8:46 AM — North Tower hit
9:03 AM — South Tower hit
9:37 AM — Pentagon hit
10:03 AM — crash of flight 93 near Shanksville, PA
Every year on this date, we are inundated with messages reminding us to “never forget”. As if we could.
Twenty minutes before Flight 175 hit the South Tower, I woke up late, a carefree college student who only cared about rolling out of bed in time to make it to class. My roommates had already left for the day and for some reason, I turned the TV on, something I never did in my scramble to get to campus on time.
I stopped in my tracks as the image of a flame-engulfed skyscraper filled the screen. What building was that? Was it a fire? A bomb? Creeping closer, I turned the volume up. They were saying that one of the Twin Towers had been hit. Reports early on were that there had been an explosion on one of the middle floors.
None of the information during those first hours was accurate or complete. The usually calm and confident voices of reporters had been transformed into frantic, staccato snippets. Journalists glanced over their shoulders like caged animals, anxiously pressing fingers to their ears in an effort to hear and relay the disjointed updates coming in faster by the minute.
I stumbled backward and collapsed on our fluorescent orange loveseat as the unmistakable shape of a jet came into view and smashed into the South Tower. The newscaster sounded frantic. “A jet… a jet just hit the second tower.”
At first, they called it a tragic accident.
My brain couldn’t keep up. If one was an accident, what did two mean? With dawning horror, I began to realize.
I walked the mile and a half to campus, anxiously scanning the sky each time I heard a jet passing overhead, a reflex it would take months to quell.
The student union was mobbed. We huddled around TV screens, listening, crying, and drawing some small measure of comfort from each other's presence as Peter Jennings reported that the Pentagon had been hit. We knew by now that terrorists had hijacked the planes.
We watched, stunned into a trance of communal pain, as he reported that people on the floors above the impact sites couldn’t get out. They were dying, trapped in the buildings or, unthinkably, by jumping from the burning wreckage.
It would take months for the heaviness in my chest to lesson, and months more for the grief to subside in some small measure.
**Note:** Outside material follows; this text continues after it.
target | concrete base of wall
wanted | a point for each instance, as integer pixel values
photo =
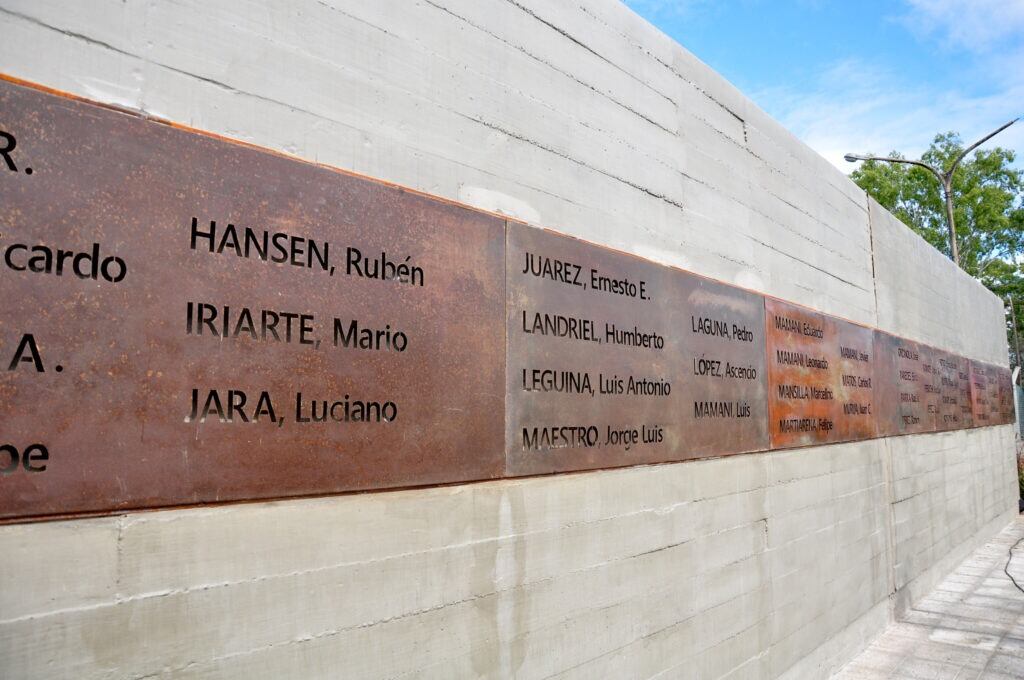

They say that every generation has its defining moment. For many who were fledgling college students that day, 9/11 was it. Friends and acquaintances dropped out of school to join the military. American flags flew in front of nearly every home, business, and house of worship.
Many of us donated blood because it was all we could think of to do to help. Eventually, blood centers began turning donors away, so overwhelming was the response by people who needed to do something.
We were a nation of panic and rage, of grief and disbelief, but we were also a nation of triumph. While we lost innocence and trust, many gained a deeper appreciation for our freedoms, our military, and the resilience of our nation.
I don’t need to be reminded to remember. None of us who lived through that day do. It is seared into the consciousness of a nation, and its lessons will follow us to the end of our days.